I punti elencati rappresentano il contesto obiettivo che i popoli europei stanno misurando concretamente sulla propria pelle e del quale è bene che – per chi si ritenga fuori e contro questa prospettiva – si prenda atto definitivamente e senza indugiare. Ma su questo le resistenze, anche nella sinistra più radicale, sono ancora molte. Tra i primi a non aver voluto prendere atto di questa condizione purtroppo sono stati proprio Tsipras e la maggioranza di Syriza. L’aver indetto il Referendum vinto con il 61% dei NO è stato un atto di coraggio politico ed ha prodotto effetti importanti; il primo è stato quello di dimostrare che un popolo può esprimere liberamente la propria opinione, non cedendo ai ricatti che tutti i poteri europei e la moderna comunicazione mainstream hanno avanzato durante la breve campagna referendaria. L’altro risultato fondamentale è l’aver fatto emergere la natura profondamente antidemocratica e reazionaria – solo così possono essere definiti i giudizi sul referendum – della costruzione europea al servizio delle banche e dei poteri economici continentali; questo è un risultato dal quale non si potrà in futuro più tornare indietro.

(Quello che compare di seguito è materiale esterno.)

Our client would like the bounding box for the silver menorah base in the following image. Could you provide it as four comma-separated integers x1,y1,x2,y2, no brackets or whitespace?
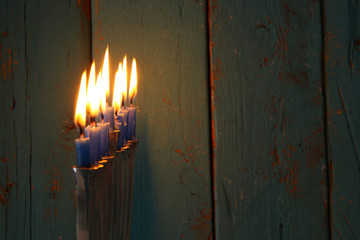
73,136,138,240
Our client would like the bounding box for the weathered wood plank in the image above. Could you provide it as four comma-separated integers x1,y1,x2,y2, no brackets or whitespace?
324,1,360,239
92,0,212,239
0,0,31,239
209,0,328,239
27,1,91,239
0,0,91,239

Purtroppo si è pensato che fosse sufficiente una espressione politica e democratica del popolo greco per poter tornare al tavolo delle trattative, magari facendo concessioni maggiori di quelle fatte fino a poco tempo prima, ad esempio portando la manovra economica da otto a tredici miliardi, e coinvolgendo chi – Pasok e Nea Democratia – aveva portato al disastro attuale; compromettendo così la stessa unità di Syriza. Si è pensato insomma che la trattativa economica fosse il cuore delle questioni che interessavano le “istituzioni”, rimuovendo o non capendo che la vera posta in gioco non è la quantità di miliardi da reperire, facilmente stampabili con il “Quantitative Easing” di Draghi, ma chi dovrà comandare nel continente.

E’ chiaro che le tattiche possono sempre avere importanza in uno scontro, ma il fallimento in questo caso non è stato di carattere tattico, ma strategico, in quanto la ferma convinzione del governo Greco, ripetuta fino alla noia, è stata quella di concepirsi solo ed esclusivamente dentro l’orizzonte della UE e dell’eurozona. Questa scelta sta portando all’umiliazione della Grecia e probabilmente alla stessa crisi del governo di Tsipras. Insomma un suicidio in piena regola che rimette in discussione tutto quello che è stato fatto finora se anche il parlamento Greco accettasse le condizioni poste.

Non si può pensare di avviare uno scontro di queste dimensioni politiche e simboliche legandosi le mani dietro la schiena, senza ricercare una alternativa che, invece, sembrava fosse presente nelle azioni del governo greco nel momento in cui ha avviato relazioni e accordi con la Russia e con la filiera dei BRICS. Solo mettendosi nella prospettiva della rottura della UE è possibile ancora oggi far saltare i ricatti che vengono fatti in modo indegno e vendicativo. Questa non è una critica “ideologica”, di quelle che intendono misurare quanto Tsipras e Syriza siano “di sinistra” oppure socialdemocratici, ma è la presa d’atto che se ci sarà una Europa Politica non potrà che essere reazionaria, come i fatti stanno dimostrando.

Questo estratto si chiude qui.